• Pensions take center stage in House

    by  • February 28, 2013 • News

    Illinois Senate President John Cullerton is on board with the newest Illinois House pension solution plan.house floor

    Spokeswoman Rikeesha Phelon says the Chicago democrat plans to amend his proposed pension fix with language from a bipartisan House plan announced yesterday. But Cullerton would retain other provisions he says would ensure the plan’s constitutionality.

    House republican leader Tom Cross and Democratic Rep. Elaine Nekritz say their plan would reduce the state retirement systems’ $96 billion debt by 30 percent and eventually move the state away from funding teacher and university professor pensions.

    The new twist would make public school and university employees enter a system that includes a 401(k)-style plan and negotiated contributions by the local employer.

    Cross says his plan would move the state from a defined benefit to a combination of a “defined benefit” plan coupled with a “defined contribution” plan.

    Features of the plan include higher contributions, an increased retirement age, and cost of living adjustment restrictions. Supporters say they believe it can pass a constitutional test, but cross acknowledges anything which passes will wind up in court anyway.

    And state employee unions are already gearing up against the proposal, notifying members of possible legislation that would strip state employees of their right to collective bargaining over health care costs and benefits.

    They warn the measure is a direct attack on state workers’ fundamental right to collective bargaining. Negotiating health care benefits and coverage is just as vital as bargaining over wages and other benefits.

    House to address pension amendments

    But on Thursday, Illinois house members will be asked to vote on a series of state pension changes, including proposals to require much higher employee contributions and eliminate retirement benefit increases.
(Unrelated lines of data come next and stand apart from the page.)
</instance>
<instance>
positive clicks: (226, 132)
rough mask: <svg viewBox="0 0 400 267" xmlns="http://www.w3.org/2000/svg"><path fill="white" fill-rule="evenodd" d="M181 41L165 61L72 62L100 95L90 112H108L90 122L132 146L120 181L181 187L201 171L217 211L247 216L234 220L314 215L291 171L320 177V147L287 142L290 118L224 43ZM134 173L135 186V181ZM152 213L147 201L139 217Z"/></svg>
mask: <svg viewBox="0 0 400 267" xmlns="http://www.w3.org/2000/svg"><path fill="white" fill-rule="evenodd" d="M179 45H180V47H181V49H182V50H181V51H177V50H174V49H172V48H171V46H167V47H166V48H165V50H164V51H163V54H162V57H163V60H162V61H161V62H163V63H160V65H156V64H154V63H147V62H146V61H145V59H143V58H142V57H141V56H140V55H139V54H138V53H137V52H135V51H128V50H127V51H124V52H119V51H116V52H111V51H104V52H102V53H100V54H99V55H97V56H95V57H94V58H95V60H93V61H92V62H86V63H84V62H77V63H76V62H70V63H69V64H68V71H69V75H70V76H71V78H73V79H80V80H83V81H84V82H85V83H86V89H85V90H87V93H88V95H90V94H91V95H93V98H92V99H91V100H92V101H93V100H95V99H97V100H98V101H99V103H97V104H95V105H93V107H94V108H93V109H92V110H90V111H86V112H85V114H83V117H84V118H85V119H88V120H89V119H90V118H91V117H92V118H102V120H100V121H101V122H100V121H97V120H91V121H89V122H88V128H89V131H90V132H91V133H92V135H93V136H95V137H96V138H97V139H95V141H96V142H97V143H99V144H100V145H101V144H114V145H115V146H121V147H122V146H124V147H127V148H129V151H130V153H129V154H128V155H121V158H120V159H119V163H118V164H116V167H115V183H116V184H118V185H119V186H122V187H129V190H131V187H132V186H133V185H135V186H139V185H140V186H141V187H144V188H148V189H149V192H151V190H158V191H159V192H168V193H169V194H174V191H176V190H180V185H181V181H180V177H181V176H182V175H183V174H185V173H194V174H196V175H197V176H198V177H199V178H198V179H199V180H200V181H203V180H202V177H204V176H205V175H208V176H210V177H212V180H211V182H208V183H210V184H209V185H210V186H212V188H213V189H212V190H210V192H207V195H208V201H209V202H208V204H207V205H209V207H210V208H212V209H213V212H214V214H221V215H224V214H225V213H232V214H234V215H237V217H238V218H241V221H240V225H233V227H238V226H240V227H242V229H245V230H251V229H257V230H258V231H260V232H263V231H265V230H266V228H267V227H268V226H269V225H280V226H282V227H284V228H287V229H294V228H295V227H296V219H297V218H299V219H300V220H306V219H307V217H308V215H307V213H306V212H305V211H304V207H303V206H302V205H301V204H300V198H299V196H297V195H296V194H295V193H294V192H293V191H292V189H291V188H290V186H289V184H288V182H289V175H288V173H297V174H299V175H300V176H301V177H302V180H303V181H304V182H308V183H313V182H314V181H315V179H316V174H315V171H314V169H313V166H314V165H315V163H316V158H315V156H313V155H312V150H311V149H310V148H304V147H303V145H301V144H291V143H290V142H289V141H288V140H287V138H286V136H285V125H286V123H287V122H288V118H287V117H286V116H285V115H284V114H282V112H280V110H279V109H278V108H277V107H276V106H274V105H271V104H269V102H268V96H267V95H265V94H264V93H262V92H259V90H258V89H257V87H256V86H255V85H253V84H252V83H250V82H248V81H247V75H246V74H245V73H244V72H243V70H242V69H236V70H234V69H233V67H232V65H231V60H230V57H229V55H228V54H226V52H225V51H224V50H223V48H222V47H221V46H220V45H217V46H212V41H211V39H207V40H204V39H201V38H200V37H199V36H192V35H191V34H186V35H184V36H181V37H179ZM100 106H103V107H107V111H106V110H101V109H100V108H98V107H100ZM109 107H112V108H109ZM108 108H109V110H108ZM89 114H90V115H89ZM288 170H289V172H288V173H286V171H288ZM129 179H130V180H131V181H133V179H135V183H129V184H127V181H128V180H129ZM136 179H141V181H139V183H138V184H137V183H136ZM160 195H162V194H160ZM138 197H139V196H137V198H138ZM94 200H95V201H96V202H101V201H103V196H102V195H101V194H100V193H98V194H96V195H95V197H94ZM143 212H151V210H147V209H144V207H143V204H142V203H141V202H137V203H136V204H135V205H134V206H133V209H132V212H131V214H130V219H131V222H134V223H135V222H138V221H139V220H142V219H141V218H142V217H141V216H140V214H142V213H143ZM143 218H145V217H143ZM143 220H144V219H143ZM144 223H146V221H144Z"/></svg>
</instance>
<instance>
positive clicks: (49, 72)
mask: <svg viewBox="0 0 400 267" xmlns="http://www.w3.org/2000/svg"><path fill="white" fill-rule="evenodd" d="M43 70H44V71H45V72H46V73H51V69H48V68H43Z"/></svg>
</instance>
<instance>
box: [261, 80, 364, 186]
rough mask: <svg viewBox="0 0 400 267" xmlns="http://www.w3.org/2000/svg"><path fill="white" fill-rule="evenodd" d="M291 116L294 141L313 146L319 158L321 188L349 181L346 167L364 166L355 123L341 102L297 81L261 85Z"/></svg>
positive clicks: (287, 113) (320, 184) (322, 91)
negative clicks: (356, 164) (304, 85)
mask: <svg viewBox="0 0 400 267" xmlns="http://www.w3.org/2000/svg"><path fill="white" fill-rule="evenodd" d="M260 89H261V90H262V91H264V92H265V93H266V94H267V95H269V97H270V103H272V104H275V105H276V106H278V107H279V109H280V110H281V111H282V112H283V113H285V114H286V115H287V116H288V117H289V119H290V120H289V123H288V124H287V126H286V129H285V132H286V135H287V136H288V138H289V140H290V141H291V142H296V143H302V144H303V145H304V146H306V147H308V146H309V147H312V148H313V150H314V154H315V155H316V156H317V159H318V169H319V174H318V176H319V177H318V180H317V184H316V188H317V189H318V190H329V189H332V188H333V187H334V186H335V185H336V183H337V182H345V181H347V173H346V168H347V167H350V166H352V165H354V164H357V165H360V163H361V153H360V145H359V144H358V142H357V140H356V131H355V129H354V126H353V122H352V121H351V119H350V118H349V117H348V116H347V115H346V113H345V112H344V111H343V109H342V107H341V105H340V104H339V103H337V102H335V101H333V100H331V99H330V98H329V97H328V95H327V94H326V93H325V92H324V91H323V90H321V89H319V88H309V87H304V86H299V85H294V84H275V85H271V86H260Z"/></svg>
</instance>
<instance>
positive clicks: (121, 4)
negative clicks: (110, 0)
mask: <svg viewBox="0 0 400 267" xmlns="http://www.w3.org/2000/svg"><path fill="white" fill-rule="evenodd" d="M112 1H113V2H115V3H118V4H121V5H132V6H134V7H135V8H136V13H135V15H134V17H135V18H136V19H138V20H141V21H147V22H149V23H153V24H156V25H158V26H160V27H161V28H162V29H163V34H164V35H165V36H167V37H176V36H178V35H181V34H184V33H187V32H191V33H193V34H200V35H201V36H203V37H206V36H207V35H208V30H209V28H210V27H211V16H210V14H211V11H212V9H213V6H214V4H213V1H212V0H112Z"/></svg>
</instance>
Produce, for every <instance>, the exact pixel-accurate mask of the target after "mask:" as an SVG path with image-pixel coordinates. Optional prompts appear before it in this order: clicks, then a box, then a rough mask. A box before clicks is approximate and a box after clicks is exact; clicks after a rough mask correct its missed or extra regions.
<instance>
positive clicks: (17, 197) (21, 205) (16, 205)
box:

    There are four amendments that will be addressed; one would end cost-of-living adjustments to pension benefits for anyone hired before Jan. 1, 2011. Retirees now receive a 3-percent compounded cola annually.

    Another amendment would stipulate that colas would be eliminated until the pension systems achieve an 80-percent funding level. Currently the five state-funded pension systems are funded at about 39-percent.

    A third amendment would raise the retirement age at which a person could collect full pension benefits to 67.

    And a fourth amendment would increase working employees contributions to their pensions by 5-percent of salary, in addition to what they are already paying into the system.